Les responsables judiciaires chinois ont également appelé à des changements pour renforcer l'application de la loi contre le blanchiment de cryptomonnaies. Dans un article publié ce mois-ci dans le Quotidien du Parquet populaire, des procureurs et des chercheurs juridiques ont proposé de nouvelles directives d'enquête, une utilisation plus large de l'analyse de la blockchain, des règles de preuve améliorées et des procédures standardisées pour récupérer les actifs numériques saisis dans les affaires pénales.
Plusieurs gouvernements ont également mis à jour leurs politiques de lutte contre le blanchiment d'argent à mesure que les cryptomonnaies deviennent plus courantes dans les enquêtes sur la criminalité financière.
En juin, le ministère des Finances irlandais a identifié les actifs cryptographiques comme un risque "très significatif" de blanchiment d'argent et de financement du terrorisme dans sa dernière évaluation nationale des risques. Le gouvernement a déclaré qu'il prévoyait d'introduire des normes industrielles régissant les sources de fonds liées aux cryptomonnaies d'ici le second semestre 2027, tout en renforçant les contrôles de lutte contre le blanchiment d'argent dans l'ensemble du secteur financier.
Les sociétés d'analyse de la blockchain ont également signalé une augmentation des normes de conformité parmi les entreprises réglementées. Chainalysis a déclaré dans un rapport publié plus tôt cette année que les organisations entrant sur le marché des cryptomonnaies ont adopté des paramètres de surveillance de plus en plus stricts, bien que l'exposition indirecte aux fonds illicites transitant par des portefeuilles intermédiaires reste plus difficile à détecter que les transferts directs.
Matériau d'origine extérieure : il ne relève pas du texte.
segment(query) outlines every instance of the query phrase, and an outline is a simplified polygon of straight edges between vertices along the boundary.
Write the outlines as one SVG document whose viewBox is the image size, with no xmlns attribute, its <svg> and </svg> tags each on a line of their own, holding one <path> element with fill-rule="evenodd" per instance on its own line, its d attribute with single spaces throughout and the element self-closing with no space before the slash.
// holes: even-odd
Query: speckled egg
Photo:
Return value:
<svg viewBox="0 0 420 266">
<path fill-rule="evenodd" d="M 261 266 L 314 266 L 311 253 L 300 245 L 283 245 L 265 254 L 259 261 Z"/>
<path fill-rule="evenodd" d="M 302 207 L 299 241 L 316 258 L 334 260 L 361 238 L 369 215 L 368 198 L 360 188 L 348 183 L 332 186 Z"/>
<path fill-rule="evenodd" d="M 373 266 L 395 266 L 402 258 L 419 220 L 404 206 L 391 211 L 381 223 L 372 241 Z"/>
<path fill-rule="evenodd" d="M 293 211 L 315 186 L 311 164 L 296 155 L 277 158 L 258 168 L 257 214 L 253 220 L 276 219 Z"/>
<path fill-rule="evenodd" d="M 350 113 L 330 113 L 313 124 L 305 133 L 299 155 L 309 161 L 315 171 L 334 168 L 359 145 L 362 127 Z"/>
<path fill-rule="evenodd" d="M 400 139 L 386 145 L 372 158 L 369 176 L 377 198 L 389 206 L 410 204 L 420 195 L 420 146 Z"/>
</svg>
Les autorités de plusieurs juridictions ont souligné à plusieurs reprises que les transactions blockchain restent souvent traçables, mais les enquêteurs ont de plus en plus besoin d'outils spécialisés pour suivre les fonds transitant par plusieurs portefeuilles, ponts, échanges et réseaux inter-chaînes.
Un suspect meurt après un échange de coups de feu avec la police
Lors de l'opération de jeudi, la police fédérale a déclaré qu'un suspect avait été tué après avoir résisté à son arrestation dans la municipalité d'Igaratá, dans l'État de São Paulo.
Selon l'agence, l'individu a ouvert le feu sur des agents qui exécutaient un mandat d'arrêt. La police a riposté, et le suspect a été blessé avant de recevoir les premiers soins. Les autorités ont déclaré qu'il est décédé plus tard de ses blessures.
La police fédérale a ajouté qu'aucun agent n'a été blessé lors de l'incident.
L'enquête se poursuit alors que les autorités continuent d'examiner les prétendues routes de trafic, la structure financière et les connexions transfrontalières du groupe, tout en recherchant des preuves supplémentaires liées au réseau de blanchiment présumé.